Of Baars, die aan de slag ging met het werk van een van zijn helden, Charles Ives. De muziek werd er meteen een stuk strenger en kaler op, met haast minimalistische passages die herinnerden aan de eigenzinnige chemie van zijn Trio, en even zelfs aan het duowerk met zijn partner Ig Henneman. Maar even later belandde je ook weer bij een statige mars met iele klarinetkreten. Het contrast met “Lady Sings The Blues” (opnieuw eentje van Nichols, in een arrangement van Michael Moore), met daarin ook een hyperexpressieve solo van Baars, kon amper groter zijn.

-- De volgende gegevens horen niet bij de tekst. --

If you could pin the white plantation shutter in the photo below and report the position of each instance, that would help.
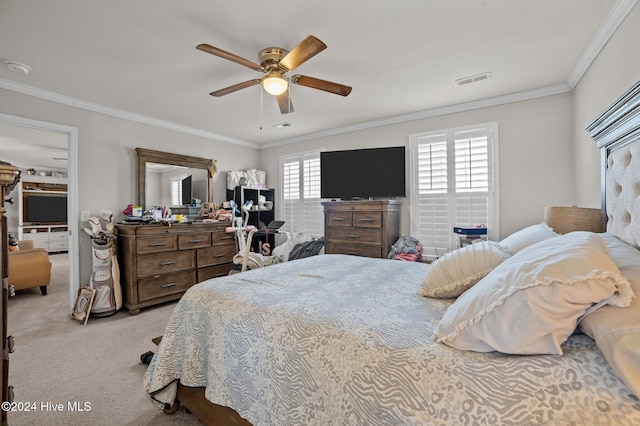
(453, 175)
(302, 211)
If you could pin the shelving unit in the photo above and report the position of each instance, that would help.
(54, 237)
(258, 217)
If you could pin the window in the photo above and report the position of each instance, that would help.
(302, 211)
(454, 183)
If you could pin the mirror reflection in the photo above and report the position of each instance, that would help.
(174, 186)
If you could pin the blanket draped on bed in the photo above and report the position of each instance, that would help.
(338, 340)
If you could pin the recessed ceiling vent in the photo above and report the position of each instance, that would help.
(473, 79)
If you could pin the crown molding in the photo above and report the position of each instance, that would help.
(600, 39)
(429, 113)
(605, 32)
(90, 106)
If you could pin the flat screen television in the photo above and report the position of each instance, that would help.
(46, 209)
(186, 190)
(363, 173)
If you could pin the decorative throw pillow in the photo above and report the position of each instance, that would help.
(531, 303)
(527, 237)
(615, 330)
(458, 270)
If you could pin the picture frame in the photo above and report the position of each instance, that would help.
(84, 302)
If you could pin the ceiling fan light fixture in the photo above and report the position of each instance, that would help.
(274, 84)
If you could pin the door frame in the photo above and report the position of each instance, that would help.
(72, 191)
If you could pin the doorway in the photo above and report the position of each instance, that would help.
(72, 189)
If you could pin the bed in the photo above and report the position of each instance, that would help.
(335, 339)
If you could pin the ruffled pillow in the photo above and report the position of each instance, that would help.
(531, 303)
(527, 237)
(456, 271)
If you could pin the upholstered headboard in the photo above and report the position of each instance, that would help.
(617, 133)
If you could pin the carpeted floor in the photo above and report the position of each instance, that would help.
(60, 361)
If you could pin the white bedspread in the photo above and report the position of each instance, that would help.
(346, 340)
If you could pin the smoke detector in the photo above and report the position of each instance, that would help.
(473, 79)
(18, 66)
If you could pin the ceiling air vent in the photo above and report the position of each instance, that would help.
(473, 79)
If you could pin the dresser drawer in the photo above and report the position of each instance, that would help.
(160, 263)
(156, 244)
(354, 235)
(215, 255)
(340, 218)
(214, 272)
(189, 241)
(355, 250)
(220, 236)
(163, 285)
(367, 219)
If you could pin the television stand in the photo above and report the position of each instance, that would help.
(363, 227)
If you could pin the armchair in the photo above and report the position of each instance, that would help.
(29, 267)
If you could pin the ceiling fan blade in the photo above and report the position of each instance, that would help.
(229, 56)
(305, 50)
(235, 87)
(316, 83)
(284, 102)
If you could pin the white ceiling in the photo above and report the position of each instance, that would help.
(401, 57)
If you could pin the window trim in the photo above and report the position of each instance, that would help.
(493, 227)
(300, 156)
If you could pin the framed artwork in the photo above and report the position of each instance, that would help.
(82, 308)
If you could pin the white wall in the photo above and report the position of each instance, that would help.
(615, 70)
(107, 157)
(536, 164)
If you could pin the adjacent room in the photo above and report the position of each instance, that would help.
(301, 213)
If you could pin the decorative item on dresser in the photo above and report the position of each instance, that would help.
(159, 262)
(9, 177)
(363, 228)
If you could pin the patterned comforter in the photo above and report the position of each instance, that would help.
(346, 340)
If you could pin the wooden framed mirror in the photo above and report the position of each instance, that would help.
(151, 162)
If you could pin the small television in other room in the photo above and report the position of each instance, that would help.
(186, 191)
(46, 209)
(363, 173)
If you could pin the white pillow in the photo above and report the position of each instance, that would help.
(617, 331)
(458, 270)
(527, 237)
(531, 303)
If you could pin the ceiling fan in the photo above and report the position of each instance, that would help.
(275, 63)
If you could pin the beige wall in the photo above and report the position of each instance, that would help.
(536, 166)
(615, 70)
(107, 160)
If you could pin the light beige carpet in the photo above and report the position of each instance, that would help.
(60, 361)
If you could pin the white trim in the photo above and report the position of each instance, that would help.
(606, 31)
(434, 112)
(90, 106)
(72, 192)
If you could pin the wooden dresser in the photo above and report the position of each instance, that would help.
(159, 263)
(362, 228)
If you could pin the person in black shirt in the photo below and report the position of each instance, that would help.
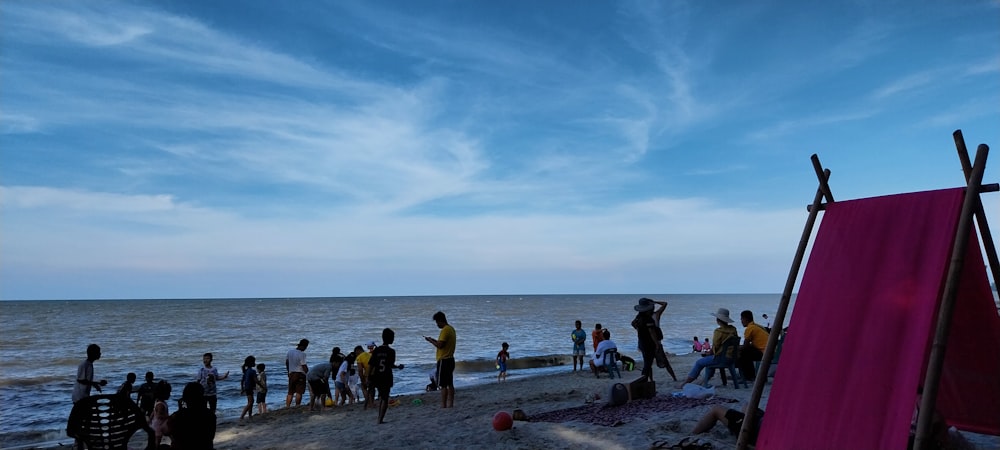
(380, 365)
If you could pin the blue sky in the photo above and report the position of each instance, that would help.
(279, 149)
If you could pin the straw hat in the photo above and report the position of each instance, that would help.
(644, 305)
(723, 315)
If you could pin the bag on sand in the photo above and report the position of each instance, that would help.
(642, 388)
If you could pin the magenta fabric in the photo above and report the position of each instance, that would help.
(860, 334)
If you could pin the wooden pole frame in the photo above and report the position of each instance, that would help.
(984, 227)
(823, 192)
(972, 207)
(935, 365)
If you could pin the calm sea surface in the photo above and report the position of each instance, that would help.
(42, 342)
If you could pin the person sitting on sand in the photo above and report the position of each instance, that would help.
(193, 425)
(318, 377)
(579, 338)
(722, 333)
(597, 362)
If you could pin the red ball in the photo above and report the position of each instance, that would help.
(502, 421)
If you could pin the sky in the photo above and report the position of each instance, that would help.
(191, 149)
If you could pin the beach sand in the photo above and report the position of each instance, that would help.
(425, 424)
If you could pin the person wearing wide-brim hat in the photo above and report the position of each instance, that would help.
(647, 326)
(721, 334)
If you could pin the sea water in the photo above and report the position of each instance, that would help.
(43, 342)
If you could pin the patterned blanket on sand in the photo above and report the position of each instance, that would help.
(611, 416)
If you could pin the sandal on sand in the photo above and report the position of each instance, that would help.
(684, 444)
(661, 444)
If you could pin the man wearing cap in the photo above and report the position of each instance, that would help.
(362, 363)
(725, 331)
(645, 328)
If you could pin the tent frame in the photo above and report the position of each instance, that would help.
(972, 207)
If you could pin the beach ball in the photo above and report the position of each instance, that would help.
(502, 421)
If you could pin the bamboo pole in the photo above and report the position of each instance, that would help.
(947, 308)
(779, 318)
(984, 227)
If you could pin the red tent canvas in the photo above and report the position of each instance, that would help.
(860, 335)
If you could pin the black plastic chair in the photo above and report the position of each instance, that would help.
(107, 422)
(610, 359)
(726, 359)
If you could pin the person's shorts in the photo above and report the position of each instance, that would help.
(734, 421)
(446, 372)
(296, 383)
(319, 387)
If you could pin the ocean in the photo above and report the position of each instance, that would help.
(43, 341)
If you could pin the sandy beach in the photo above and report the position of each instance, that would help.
(420, 422)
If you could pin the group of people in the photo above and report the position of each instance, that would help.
(648, 331)
(755, 339)
(193, 424)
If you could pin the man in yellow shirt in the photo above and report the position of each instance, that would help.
(754, 343)
(362, 362)
(445, 354)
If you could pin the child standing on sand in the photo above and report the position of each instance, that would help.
(158, 419)
(261, 389)
(249, 384)
(502, 358)
(382, 362)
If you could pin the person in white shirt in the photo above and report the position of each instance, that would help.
(597, 362)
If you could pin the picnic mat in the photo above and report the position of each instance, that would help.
(612, 416)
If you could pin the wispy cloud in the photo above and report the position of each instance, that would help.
(786, 127)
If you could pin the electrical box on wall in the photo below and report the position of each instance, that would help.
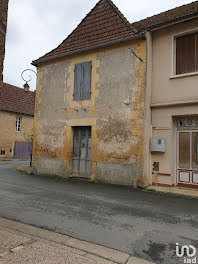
(158, 145)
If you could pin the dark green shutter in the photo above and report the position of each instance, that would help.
(78, 77)
(86, 87)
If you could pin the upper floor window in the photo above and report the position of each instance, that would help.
(18, 123)
(82, 81)
(187, 53)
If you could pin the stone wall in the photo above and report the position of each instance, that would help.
(8, 134)
(115, 113)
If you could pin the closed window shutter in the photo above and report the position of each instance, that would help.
(185, 54)
(86, 87)
(78, 76)
(196, 41)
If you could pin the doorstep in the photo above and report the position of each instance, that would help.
(175, 190)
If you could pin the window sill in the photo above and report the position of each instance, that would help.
(183, 75)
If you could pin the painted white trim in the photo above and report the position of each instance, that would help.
(173, 54)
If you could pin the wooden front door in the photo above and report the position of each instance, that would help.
(81, 151)
(187, 172)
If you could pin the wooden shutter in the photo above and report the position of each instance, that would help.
(185, 54)
(78, 77)
(86, 87)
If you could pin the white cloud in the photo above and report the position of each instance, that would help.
(36, 27)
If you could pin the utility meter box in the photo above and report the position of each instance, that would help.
(158, 145)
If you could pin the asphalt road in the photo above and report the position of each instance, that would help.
(144, 224)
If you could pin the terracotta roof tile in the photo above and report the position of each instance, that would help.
(168, 16)
(15, 99)
(103, 24)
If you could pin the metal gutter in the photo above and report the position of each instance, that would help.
(120, 41)
(176, 103)
(174, 20)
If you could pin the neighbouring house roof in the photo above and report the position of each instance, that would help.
(167, 17)
(15, 99)
(104, 24)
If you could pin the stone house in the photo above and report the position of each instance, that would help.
(172, 81)
(3, 28)
(90, 102)
(16, 121)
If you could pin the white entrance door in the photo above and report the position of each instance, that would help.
(187, 158)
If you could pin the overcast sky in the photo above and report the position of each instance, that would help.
(38, 26)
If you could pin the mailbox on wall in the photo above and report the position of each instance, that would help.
(158, 145)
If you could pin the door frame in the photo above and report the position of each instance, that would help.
(78, 173)
(190, 170)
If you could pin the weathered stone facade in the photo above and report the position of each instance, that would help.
(8, 134)
(3, 27)
(115, 113)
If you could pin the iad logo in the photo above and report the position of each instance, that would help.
(189, 251)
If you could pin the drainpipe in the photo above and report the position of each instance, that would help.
(147, 112)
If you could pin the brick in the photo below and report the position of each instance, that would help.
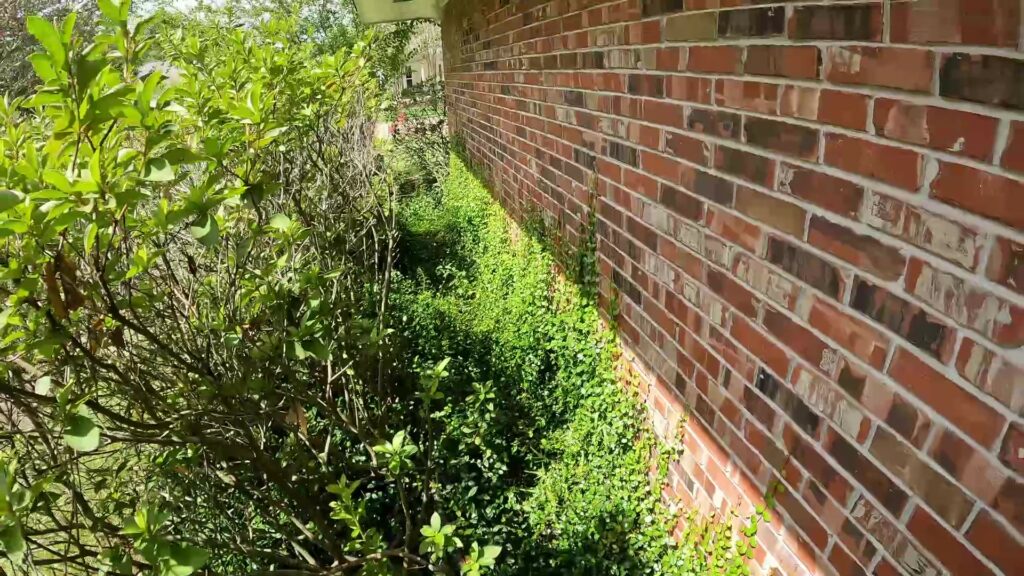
(793, 139)
(857, 337)
(1006, 264)
(895, 166)
(645, 85)
(805, 265)
(902, 69)
(985, 79)
(828, 399)
(755, 96)
(733, 229)
(752, 23)
(992, 23)
(714, 189)
(800, 340)
(864, 252)
(992, 539)
(689, 149)
(681, 203)
(923, 229)
(767, 281)
(970, 305)
(944, 545)
(837, 23)
(715, 59)
(733, 292)
(751, 167)
(658, 7)
(779, 214)
(904, 319)
(790, 62)
(992, 374)
(983, 193)
(830, 107)
(801, 414)
(950, 130)
(623, 153)
(836, 195)
(689, 88)
(717, 123)
(691, 28)
(968, 413)
(760, 345)
(1009, 502)
(972, 468)
(867, 475)
(940, 494)
(1013, 156)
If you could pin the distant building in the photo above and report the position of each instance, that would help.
(425, 62)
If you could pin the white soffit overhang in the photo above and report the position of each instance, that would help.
(377, 11)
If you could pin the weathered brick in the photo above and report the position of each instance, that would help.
(1001, 321)
(855, 336)
(896, 166)
(968, 413)
(835, 195)
(992, 538)
(940, 236)
(779, 214)
(905, 319)
(760, 345)
(751, 167)
(755, 96)
(992, 373)
(983, 193)
(903, 69)
(867, 475)
(691, 27)
(733, 229)
(752, 23)
(830, 107)
(805, 266)
(994, 23)
(864, 252)
(1013, 156)
(945, 546)
(715, 59)
(837, 23)
(788, 403)
(935, 490)
(791, 62)
(986, 79)
(722, 124)
(951, 130)
(827, 399)
(793, 139)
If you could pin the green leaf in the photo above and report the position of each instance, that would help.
(206, 231)
(43, 65)
(111, 9)
(13, 542)
(9, 199)
(280, 221)
(82, 434)
(47, 35)
(158, 170)
(184, 560)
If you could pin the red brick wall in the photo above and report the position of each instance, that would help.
(811, 216)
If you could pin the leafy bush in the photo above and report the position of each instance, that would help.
(545, 451)
(213, 365)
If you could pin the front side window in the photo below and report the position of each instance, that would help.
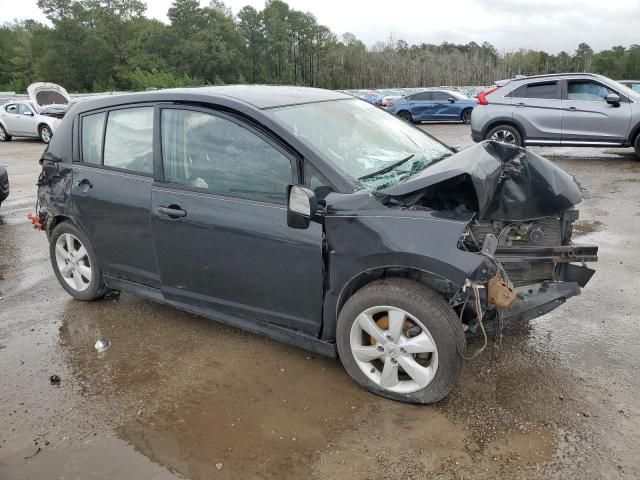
(23, 109)
(543, 90)
(128, 142)
(587, 90)
(366, 144)
(207, 151)
(92, 128)
(441, 96)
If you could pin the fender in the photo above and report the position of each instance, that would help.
(504, 120)
(420, 241)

En werd de eerste set nog gedomineerd door de langere stukken, dan werd voor de tweede een versnelling hoger geschakeld.
Eerst met een grillige impropassages van een beperkte bezetting, daarna met een solo van Bennink (denk aan iets met veel volume en een voet). In Honsingers “Restless In Pieces”, drijvend op een repetitief en exotisch basmotief, kon McFadden haar vocale souplesse uit de doeken doen in een meer conventionele omgeving (en dat was bloedmooi), terwijl daarna opnieuw de ontregeling intrad met de tussen Fluxus en jazz aarzelende aanpak van “Acapella”, met McFadden even als dirigent van dienst. Ze deed dat iets later ook nog eens over voor John Cage’s “Aria”, waarvan ze trouwens ook de grafische score liet zien, maar daar stak de anarchie de kop op en werden eerst een loopje genomen met haar aanwijzingen, die vervolgens compleet genegeerd werden. Hilariteit alom. En in één beweging kreeg je ook nog eens Sean Bergins onverwoestbare “Labvoro” voor de voeten geworpen, met uitbundige samenzang en een geweldige, scheurende tenorsolo van Delius.
Er passeerden naar goede gewoonte ook nog een paar Mengelbergklassiekers. Zo was er een swingend “Hypochristmutreefuzz”, dat Mengelberg en Bennink meer dan een halve eeuw geleden al speelden met Eric Dolphy (en terug te vinden op het legendarische Last Date), kon “De Sprong, O Romantiek Der Hazen” het terrein tussen balzaalelegantie en de blues verkennen en was een ultrakort “Weer Is Een Dag Voorbij” goed voor een krop in de keel. Maar afsluiten gebeurde natuurlijk weer met een uitbundige toegift vol grommende en sputterende blazers, botsende swing en McFadden die als uitzinnige heks van dienst al naar Halloween lonkte. Kortom: een dolle, grillige, theatrale en soms keihard swingende performance waarin alle klassieke ICP-ingrediënten aanwezig waren, maar die je toch nog een paar keer op het verkeerde been zette. Of je met zo’n heimelijk knieknikje langs achter tegen de grond kreeg. Wat wil je ook, met zo’n stelletje kierewiete Amsterdammers? Prachtconcert van een bende waar je nog altijd niet omheen kan.